Our proteomic results appear consistent with protein expression patterns associated with amelogenesis imperfecta and not dentinogenesis imperfecta, based on the shared expression changes for AMELX and DSPP (Mukhtar et al., 2022; Shi et al., 2022; Orsini et al., 2014). It is unlikely that both amelogenesis and dentinogenesis imperfecta are simultaneously present within a single specimen’s dentition. Only a single study has reported compounded presence of amelogenesis and dentinogenesis imperfecta, which occurred in an MSX2 knockout transgenic line (Aioub et al., 2007). It remains to be tested if the mouse molars from our study have mineralized structures consistent with amelogenesis imperfeca. If so, this would suggest that development of thinner and less mineralized dental enamel isa phenotypically plastic response to reduced dietary protein during early development.

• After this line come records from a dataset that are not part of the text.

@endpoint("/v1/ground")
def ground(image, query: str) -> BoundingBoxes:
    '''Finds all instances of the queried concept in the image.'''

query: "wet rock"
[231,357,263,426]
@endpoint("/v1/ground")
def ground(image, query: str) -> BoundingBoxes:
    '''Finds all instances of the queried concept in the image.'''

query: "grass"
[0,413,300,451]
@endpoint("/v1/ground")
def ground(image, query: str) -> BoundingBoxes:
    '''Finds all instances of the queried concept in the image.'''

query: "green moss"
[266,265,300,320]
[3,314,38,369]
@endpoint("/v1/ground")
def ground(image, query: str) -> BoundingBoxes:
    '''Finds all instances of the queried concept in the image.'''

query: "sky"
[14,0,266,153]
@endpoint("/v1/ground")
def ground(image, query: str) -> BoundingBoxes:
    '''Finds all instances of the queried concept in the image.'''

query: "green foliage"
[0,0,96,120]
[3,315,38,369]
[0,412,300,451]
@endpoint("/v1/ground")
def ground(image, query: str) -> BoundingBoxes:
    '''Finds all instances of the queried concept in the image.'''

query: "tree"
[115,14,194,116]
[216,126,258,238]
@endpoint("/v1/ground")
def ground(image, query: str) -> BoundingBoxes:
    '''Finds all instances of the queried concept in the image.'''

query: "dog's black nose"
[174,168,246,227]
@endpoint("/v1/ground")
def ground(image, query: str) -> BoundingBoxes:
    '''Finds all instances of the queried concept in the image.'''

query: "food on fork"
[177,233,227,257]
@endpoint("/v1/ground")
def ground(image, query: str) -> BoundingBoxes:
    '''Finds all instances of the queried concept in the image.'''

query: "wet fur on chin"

Immune and Inflammation Proteins
Previous work on mapping protein expression across micro-sampled enamel sections of pig molars had suggested that there was possibility of recovering immune and inflammation related proteins from mineralized dentition (Green et al., 2019). In their case, Green et al. (2019) were constructing a detailed map of proteomic expression associated with amelogenesis. Their reported immune system proteins were localized from enamel which came from along the enamel-dentin junction (Green et al., 2019). Their study was not designed nor attempted to induce differential protein expression based on experimental procedures. In our case, we were unsure if we would recover immune and inflammation proteins because we created a tissue-averaged signal by crushing and processing the entire M1. By finding these proteins in our sample and recovering differential expression of them, we present a novel result of immune response to an environmental change. Of the nine immune or inflammation response proteins with significant fold change, five were increased in expression for treatments relative to controls, two were reduced in expression, and two had mixed interpretations (Table 1).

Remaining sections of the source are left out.